Puis les stages. Je garde un excellent souvenir de mon stage en préfecture. Le travail effectué auprès de mon maître de stage, le Préfet de Paris, restera une grande rencontre professionnelle.


Et les faiblesses ?


Une trop faible diversité des profils. Si le 3° concours représentait le tiers (et non 10 %) d’une promotion, la scolarité serait sans doute conçue différemment. La probabilité d’une plus grande variété des profils à tous les rangs du classement serait plus forte. 


Quels seraient les leviers pour mettre en œuvre une sélection exigeante au-delà de la seule excellence académique ?


La sélection sur des critères académiques doit rester un principe cardinal dans la mesure où deux voies d’accès n’exigent aucune condition de diplôme. Cependant, la qualité des candidats ne peut être examinée sur cette seule base. Les épreuves doivent être conçues pour permettre de révéler des profils plus variés qu’aujourd’hui. 

Les capacités managériales en particulier doivent pouvoir être appréciées de même que l’intérêt des profils pour l’administration française. En amont, cela suppose que l’administration ait la vision des ressources humaines de haut niveau dont elle a besoin.


Quels seraient selon toi les axes structurants d’une refonte de la formation des hauts fonctionnaires ?


Un concours de sortie, donc le classement, qui soit le résultat d’un croisement d’épreuves et d’expression des besoins RH des administrations. Pour cela, il est nécessaire que la problématique de sortie soit abordée dès l’entrée à l’école par un accompagnement de chaque élève à la définition d’un projet professionnel de sortie.

Faire évoluer les épreuves avec une visée plus opérationnelle et pratique.

Clarifier les voies d’accès au corps des administrateurs civils par exemple.
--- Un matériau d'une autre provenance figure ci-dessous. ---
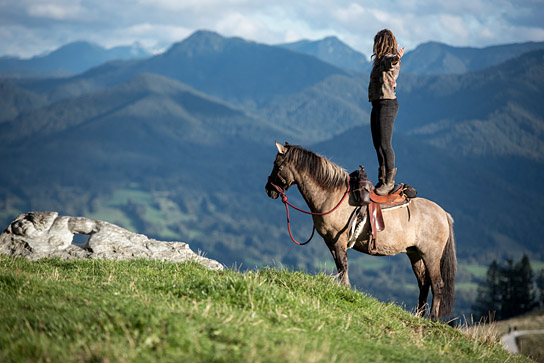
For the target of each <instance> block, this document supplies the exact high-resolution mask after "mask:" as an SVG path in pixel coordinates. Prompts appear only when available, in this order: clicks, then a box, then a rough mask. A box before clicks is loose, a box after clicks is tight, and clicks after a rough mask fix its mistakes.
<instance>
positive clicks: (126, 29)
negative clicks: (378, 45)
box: [0, 0, 544, 56]
mask: <svg viewBox="0 0 544 363" xmlns="http://www.w3.org/2000/svg"><path fill="white" fill-rule="evenodd" d="M542 15H544V2H543V1H540V0H532V1H527V0H456V1H440V2H436V1H434V0H405V1H400V0H395V1H391V2H377V1H370V0H351V1H350V0H347V1H346V0H300V1H291V0H276V1H274V2H270V1H265V0H181V1H180V0H116V1H110V0H94V1H85V0H2V1H0V35H5V34H9V36H2V37H1V40H0V55H4V54H16V55H17V54H18V55H23V56H30V55H33V54H37V53H41V52H43V51H44V50H51V49H53V48H55V47H58V46H61V45H63V44H65V43H67V42H69V41H74V40H82V39H83V40H91V41H94V42H97V43H99V44H102V45H105V46H111V45H119V44H128V43H133V42H135V41H140V42H141V43H142V44H144V45H146V46H148V47H151V46H155V47H156V46H158V47H165V46H167V45H168V44H169V43H170V44H171V43H172V42H176V41H180V40H181V39H183V38H185V37H187V36H188V35H189V34H190V33H192V32H193V31H195V30H198V29H209V30H214V31H218V32H219V33H221V34H223V35H226V36H241V37H243V38H246V39H248V40H254V41H258V42H264V43H269V44H277V43H282V42H290V41H295V40H299V39H302V38H307V39H312V40H315V39H320V38H323V37H325V36H328V35H336V36H338V37H339V38H340V39H341V40H343V41H344V42H346V43H348V44H349V45H351V46H352V47H354V48H355V49H357V50H360V51H362V52H363V53H365V54H369V52H371V49H372V40H373V37H374V34H375V33H376V32H377V31H378V30H380V29H382V28H389V29H391V30H393V32H394V33H395V35H396V36H397V39H398V41H399V43H400V44H402V45H407V46H408V49H413V48H414V47H415V46H417V45H418V44H420V43H423V42H426V41H430V40H435V41H440V42H444V43H448V44H451V45H456V46H480V47H481V46H487V45H492V44H501V43H508V42H522V41H528V40H535V41H542V40H544V34H543V32H544V22H542V20H541V16H542Z"/></svg>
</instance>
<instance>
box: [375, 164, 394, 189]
mask: <svg viewBox="0 0 544 363" xmlns="http://www.w3.org/2000/svg"><path fill="white" fill-rule="evenodd" d="M395 175H397V168H395V169H391V170H388V171H387V176H386V180H385V184H383V185H382V186H381V187H379V188H376V189H374V192H375V193H376V194H378V195H387V194H389V193H390V192H391V191H392V190H393V188H394V187H395Z"/></svg>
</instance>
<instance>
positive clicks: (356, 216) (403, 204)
mask: <svg viewBox="0 0 544 363" xmlns="http://www.w3.org/2000/svg"><path fill="white" fill-rule="evenodd" d="M410 202H411V199H407V200H406V202H405V203H403V204H398V205H394V206H385V205H381V209H382V211H390V210H393V209H399V208H405V207H408V205H409V204H410ZM350 219H353V221H352V222H351V228H350V229H349V233H348V238H349V239H348V249H349V248H353V246H354V245H355V242H356V241H357V238H359V236H360V235H361V233H362V232H363V228H364V226H365V224H366V221H367V219H368V207H366V208H365V209H364V210H363V206H359V207H357V208H356V209H355V211H354V212H353V214H352V218H350Z"/></svg>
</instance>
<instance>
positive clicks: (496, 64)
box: [402, 42, 544, 75]
mask: <svg viewBox="0 0 544 363" xmlns="http://www.w3.org/2000/svg"><path fill="white" fill-rule="evenodd" d="M539 49H544V42H527V43H516V44H505V45H496V46H491V47H485V48H471V47H452V46H449V45H446V44H443V43H438V42H428V43H424V44H421V45H419V46H417V47H416V49H414V50H413V51H408V52H406V54H405V55H404V57H403V58H402V72H407V73H414V74H419V75H426V74H462V73H467V72H474V71H478V70H482V69H485V68H488V67H491V66H495V65H497V64H499V63H503V62H506V61H508V60H510V59H512V58H516V57H519V56H520V55H522V54H523V53H527V52H530V51H534V50H539Z"/></svg>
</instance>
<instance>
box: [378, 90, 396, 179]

Le tour extérieur notamment : les lauréats se vivent souvent comme un sous-produit de l’énarchie, tandis que les ENA considèrent subir une concurrence déloyale.

Réfléchir à la valorisation des parcours antérieurs puisque 50 % d’une promotion arrive par le 2° ou le 3° concours voire le 4° : Mobilité réputée acquise pour une progression plus rapide qu’un jeune mais toujours au mérite ? Accès plus rapide aux emplois fonctionnels, par exemple 5 ans au lieu de 8 et selon des conditions à déterminer ? Modalités d’accès aux corps d’inspection ? Ce point me paraît important car si la réforme de la fonction publique permet l’ouverture des postes de haut niveau à des contractuels, le 3° concours pourrait perdre de son intérêt. 


Quels obstacles faut-il supprimer pour une réelle égalité des chances entre les femmes et les hommes ?


Faire évoluer les organisations du travail.

Faire fonctionner les systèmes d’alerte : la commission femmes de l’AAEENA aura toujours une mission à accomplir.

Défendre les concours en tant que principale voie d’accès à la formation.